Tapi yang lebih penting, bersama buku ini, Tania seolah ingin melawan beberapa pendangan umum yang hari ini amat dipercayai masyarakat. Kita diajak melihat bahwa progam-progam pembangunan itu sejak awal sudah bermasalah (ketika dikonsepkan). Pun ketika diterapkan. 
Mengapa bermasalah sejak awal? Argument Tania untuk menjawab ini pun seperti yang saya yakini. Pertama, progam pemakmuran ini sendiri tidak bebas nilai. Masyarakat yang dijadikan sasaran progam bukanlah bejana kosong yang hendak diisi. Sedangkan kaum pembuat progam pun bukan kaum yang bebas nilai dan tidak terlepas dari kepentingan. Pada akhirnya kaum yang disebut Tania sebagai ‘wali masyarakat’ ini memerlukan progam-progam yang dibuat dan dijalankan mereka utuk menegaskan kepakarannya. Sehingga lebih jauhnya akan berjalan relasi, ada kaum yang mendominasi dan kaum terdominasi.
Kedua, ketika progam itu dirancang, progam-progam ini cenderung menyederhanakan masalah. Inilah yang disebut teknikalisasi masalah. Progam-progam ini dibuat dengan membuat ukuran-ukuran tertentu dan sehingga hasilnya pun dapat dilihat dalam batas tertentu.
Argumen Tania ini pun seperti apa yang saya percayai. Masalah serupa juga terjadi dalam lingkup lain.  Misalnya dalam dunia pendidikan. Sudah jauh-jauh hari, Paulo Feire melihat ini. Dalam dunia pendidikan guru bisa bertindak sebagai wali masyarakat yang menetapkan progam. Lalu murid dianggap bejana kosong yang siap diisi. Guru mengisi dan murid diisi atau guru mendominasi dan murid didominasi. Freire menamakan ini dengan pendidikan ‘gaya bank’. Menurut Feire, pendidikan semacam ini hanya menghasilkan ‘reproduksi-reproduksi pengetahuan yang ada’. Tentu pengetahuan yang diberikan guru bukanlah sebuah pengetahuan yang bebas nilai. Pun murid memiliki pengetahuannya sendiri dan bukan bejana kosong. Inilah yang disebut Feire bahwa ‘pegetahuan berkelindan dengan kekuasaan’.

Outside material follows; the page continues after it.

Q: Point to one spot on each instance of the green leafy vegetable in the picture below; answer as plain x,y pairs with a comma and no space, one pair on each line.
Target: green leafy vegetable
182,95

 Karena itu, dalam dunia pendidikan jelas sekali untuk mngukur keberhasilan murid melalui nilai-nilai. Semakin tinggi nilai yang dicapai murid maka semakin berhasil pula progam yang dibentuk guru. Nilai-nilai, indikator-indikator merupakan ‘teknikalisasi maslah’ dari hubungan pengajaran.   Untuk itu, bagi freire yang terpenting bukanlah progam, metode, kurikulum. Tapi yang terpenting adalah paradigma kita memandang pendidikan itu sendiri.
Lalu, dalam buku ini terlihat apa yang dipercayai Tania ternyata sama dengan apa yang saya percayai. Saya melihat argument yang kuat dari Tania bahwa masyarakat bukanlah bejana kosong yang siap diisi. Saya pun mempercayai dimana pun masyarakat berada, masyarakat bukanlah sekelompok manusia yang bodoh, tidak tahu apa-apa, dan siap diisi. Pandangan ‘masyarakat sebagai bejana kosong’ ini datang dari ‘penglihatan jarak jauh’.  Justru para wali masyarakat yang membawa progam-progam itulah yang memiliki kepentingan.